My name is Simon. I’m 10 years old. I’m a serial killer. Robert Stern (Rupert Penry-Jones), a successful defense attorney, doesn’t know what lies in store for him when he agrees to meet a new client in a derelict estate on the outskirts of Berlin. Stern is more than surprised, when his old love interest and professional nurse Carina (Emilia Fox) presents him a ten year old boy as his new client: Simon (Jack Boulter), a terminally ill child, who is convinced he has murdered many men in a previous life.
Robert’s surprise turns into horror when he and Carina find human remains in a cellar the boy has led them to. The remains of a man whose head has been split with an axe 15 years ago – just like Simon claimed he had. Things go from bad to worse within hours when Stern discovers more dead bodies, the investigating police officer Engler (Andy Serkis) starts to chase him as a suspect in the murder cases, and his own past comes to haunt him. Stern’s friend and former criminal Andi Borchert (Stephen Marcus) is the only one to believe Stern and Carina. Hunted by the police, and led by Simon’s memories, they start to investigate shady sub cultures of Berlin, and soon discover things that are more gruesome than anything they could have imagined…

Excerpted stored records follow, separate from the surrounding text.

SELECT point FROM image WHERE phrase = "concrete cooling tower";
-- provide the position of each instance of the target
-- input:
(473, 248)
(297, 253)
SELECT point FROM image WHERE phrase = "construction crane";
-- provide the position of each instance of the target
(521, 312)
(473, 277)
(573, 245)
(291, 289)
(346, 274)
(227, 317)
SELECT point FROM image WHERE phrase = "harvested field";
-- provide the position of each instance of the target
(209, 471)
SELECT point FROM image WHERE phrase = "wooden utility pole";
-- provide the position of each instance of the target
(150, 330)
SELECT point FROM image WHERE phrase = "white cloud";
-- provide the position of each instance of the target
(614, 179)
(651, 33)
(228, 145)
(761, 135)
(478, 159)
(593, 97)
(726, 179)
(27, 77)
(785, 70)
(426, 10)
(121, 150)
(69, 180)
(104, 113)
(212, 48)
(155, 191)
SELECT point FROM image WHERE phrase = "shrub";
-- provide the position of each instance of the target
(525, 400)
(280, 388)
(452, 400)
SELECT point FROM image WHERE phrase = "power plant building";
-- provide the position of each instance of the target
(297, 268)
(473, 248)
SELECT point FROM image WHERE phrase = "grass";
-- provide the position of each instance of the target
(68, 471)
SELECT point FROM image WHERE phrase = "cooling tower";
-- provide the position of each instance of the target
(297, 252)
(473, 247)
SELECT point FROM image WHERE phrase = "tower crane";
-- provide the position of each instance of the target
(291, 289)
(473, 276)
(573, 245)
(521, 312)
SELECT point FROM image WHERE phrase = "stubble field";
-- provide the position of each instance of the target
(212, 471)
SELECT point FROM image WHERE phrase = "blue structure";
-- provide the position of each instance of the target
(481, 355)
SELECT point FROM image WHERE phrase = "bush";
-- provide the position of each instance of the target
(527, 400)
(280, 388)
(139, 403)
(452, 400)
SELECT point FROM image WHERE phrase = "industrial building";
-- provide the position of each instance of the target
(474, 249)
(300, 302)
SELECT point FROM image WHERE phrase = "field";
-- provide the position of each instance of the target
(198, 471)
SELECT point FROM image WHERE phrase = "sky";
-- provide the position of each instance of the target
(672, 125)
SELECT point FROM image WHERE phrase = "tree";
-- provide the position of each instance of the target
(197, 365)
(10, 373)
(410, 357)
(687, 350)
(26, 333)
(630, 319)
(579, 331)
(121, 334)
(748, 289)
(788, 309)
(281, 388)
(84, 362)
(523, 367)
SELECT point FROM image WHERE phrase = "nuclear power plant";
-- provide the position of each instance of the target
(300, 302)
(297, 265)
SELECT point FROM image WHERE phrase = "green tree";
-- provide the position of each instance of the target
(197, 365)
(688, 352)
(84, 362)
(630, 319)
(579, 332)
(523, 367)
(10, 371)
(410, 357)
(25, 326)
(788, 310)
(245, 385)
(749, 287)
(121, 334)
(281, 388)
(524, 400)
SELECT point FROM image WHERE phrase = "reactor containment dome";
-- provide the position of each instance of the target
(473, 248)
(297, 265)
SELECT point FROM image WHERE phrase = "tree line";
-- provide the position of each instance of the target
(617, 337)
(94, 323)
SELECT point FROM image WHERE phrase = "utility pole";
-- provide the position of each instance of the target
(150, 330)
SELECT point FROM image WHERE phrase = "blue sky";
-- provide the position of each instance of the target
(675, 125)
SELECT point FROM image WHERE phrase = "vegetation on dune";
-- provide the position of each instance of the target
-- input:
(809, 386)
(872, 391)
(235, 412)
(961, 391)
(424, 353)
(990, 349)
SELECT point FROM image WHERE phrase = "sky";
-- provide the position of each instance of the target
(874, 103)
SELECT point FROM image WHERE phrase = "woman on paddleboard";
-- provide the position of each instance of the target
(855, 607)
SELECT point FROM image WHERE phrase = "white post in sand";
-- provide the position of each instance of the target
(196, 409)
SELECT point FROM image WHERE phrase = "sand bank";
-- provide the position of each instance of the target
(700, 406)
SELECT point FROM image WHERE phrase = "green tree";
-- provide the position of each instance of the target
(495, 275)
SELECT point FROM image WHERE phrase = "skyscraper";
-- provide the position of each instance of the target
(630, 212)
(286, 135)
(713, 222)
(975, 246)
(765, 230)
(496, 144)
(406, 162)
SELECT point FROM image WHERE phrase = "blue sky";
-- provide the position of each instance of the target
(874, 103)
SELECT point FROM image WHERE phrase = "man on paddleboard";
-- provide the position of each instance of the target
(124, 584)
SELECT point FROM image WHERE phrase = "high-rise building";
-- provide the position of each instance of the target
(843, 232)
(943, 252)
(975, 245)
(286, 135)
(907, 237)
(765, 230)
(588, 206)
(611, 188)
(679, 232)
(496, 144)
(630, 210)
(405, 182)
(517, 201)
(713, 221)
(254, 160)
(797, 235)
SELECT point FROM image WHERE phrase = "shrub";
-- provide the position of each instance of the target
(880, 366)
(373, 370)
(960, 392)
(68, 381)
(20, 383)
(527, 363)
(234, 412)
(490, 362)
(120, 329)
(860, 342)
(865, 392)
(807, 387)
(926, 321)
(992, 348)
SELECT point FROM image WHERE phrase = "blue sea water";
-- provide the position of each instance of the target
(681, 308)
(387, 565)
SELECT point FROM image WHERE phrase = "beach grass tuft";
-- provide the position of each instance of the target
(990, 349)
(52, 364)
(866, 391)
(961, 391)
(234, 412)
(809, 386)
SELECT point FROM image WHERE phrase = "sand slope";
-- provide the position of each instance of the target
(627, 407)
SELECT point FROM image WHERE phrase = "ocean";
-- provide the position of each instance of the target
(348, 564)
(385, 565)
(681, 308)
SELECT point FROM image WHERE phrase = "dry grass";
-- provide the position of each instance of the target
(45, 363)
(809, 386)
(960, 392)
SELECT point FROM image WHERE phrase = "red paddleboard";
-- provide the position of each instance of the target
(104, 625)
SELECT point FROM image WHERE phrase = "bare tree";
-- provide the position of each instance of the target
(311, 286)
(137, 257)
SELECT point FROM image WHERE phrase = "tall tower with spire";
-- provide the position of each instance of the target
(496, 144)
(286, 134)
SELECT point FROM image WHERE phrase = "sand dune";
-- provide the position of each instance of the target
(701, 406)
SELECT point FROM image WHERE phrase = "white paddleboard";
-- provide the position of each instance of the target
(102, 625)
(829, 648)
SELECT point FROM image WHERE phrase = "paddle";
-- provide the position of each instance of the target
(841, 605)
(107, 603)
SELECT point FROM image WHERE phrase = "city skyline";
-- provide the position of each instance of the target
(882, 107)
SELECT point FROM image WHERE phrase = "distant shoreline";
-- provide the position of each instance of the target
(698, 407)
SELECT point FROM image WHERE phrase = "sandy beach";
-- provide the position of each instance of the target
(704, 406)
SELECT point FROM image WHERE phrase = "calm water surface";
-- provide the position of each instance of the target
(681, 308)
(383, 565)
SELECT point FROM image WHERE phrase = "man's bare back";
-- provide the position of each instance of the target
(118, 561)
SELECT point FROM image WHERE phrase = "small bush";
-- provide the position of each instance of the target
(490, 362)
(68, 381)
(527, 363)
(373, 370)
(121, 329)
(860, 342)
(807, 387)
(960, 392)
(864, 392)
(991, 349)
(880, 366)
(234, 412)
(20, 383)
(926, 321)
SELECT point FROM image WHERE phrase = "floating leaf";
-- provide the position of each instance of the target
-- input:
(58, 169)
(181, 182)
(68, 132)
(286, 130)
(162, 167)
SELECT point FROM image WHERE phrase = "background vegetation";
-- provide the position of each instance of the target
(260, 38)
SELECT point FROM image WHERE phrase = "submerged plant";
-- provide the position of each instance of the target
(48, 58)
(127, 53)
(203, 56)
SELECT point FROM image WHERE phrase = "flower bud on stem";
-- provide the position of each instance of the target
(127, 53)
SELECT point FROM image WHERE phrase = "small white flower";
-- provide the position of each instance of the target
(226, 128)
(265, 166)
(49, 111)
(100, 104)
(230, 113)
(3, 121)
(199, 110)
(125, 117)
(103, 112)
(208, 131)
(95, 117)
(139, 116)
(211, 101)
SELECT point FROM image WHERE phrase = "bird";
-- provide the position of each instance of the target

Narrated by: Rupert Penry-Jones, Jack Boulter, Emilia Fox, Stephen Marcus, Robert Glenister, Andy Serkis
This is a really good thriller. It’s psychological, suspenseful, and… yes, creepy. The performances are superb from everyone in the cast (and such an excellent cast!). Penry-Jones and Serkis were particular standouts for me. The sound effects are well-balanced, very rarely threatening to overwhelm the actors’ lines (there is a moment early on, in the rain, although that was actually kind of realistic), and there is one voice that is slightly scrambled (on purpose) which wasn’t always clear. I’m keeping this review very short because I don’t want to spoil any of the story — also, it’s out today, and I wanted it up in a timely manner. The story is not written with a breakneck pace — in fact, it’s quite a slow-burn. There are some genre tropes ticked off, but it doesn’t come across as a paint-by-numbers thriller. There are suggestions of something supernatural and/or otherworldly from early on, and it takes some time for things to be unveiled.
If you’re looking for something chilling to listen to in these cold(er) winter months, then I would absolutely recommend The Child.
An aside: I’m still not used to reviewing audio fiction, and I think I still prefer audio non-fiction. However, this story still managed to keep my attention and send the occasional chill up my spine. I’d certainly be interested in listening to more like it. (I think I’ll have to try Audible’s other new drama, Six Degrees of Assassination.)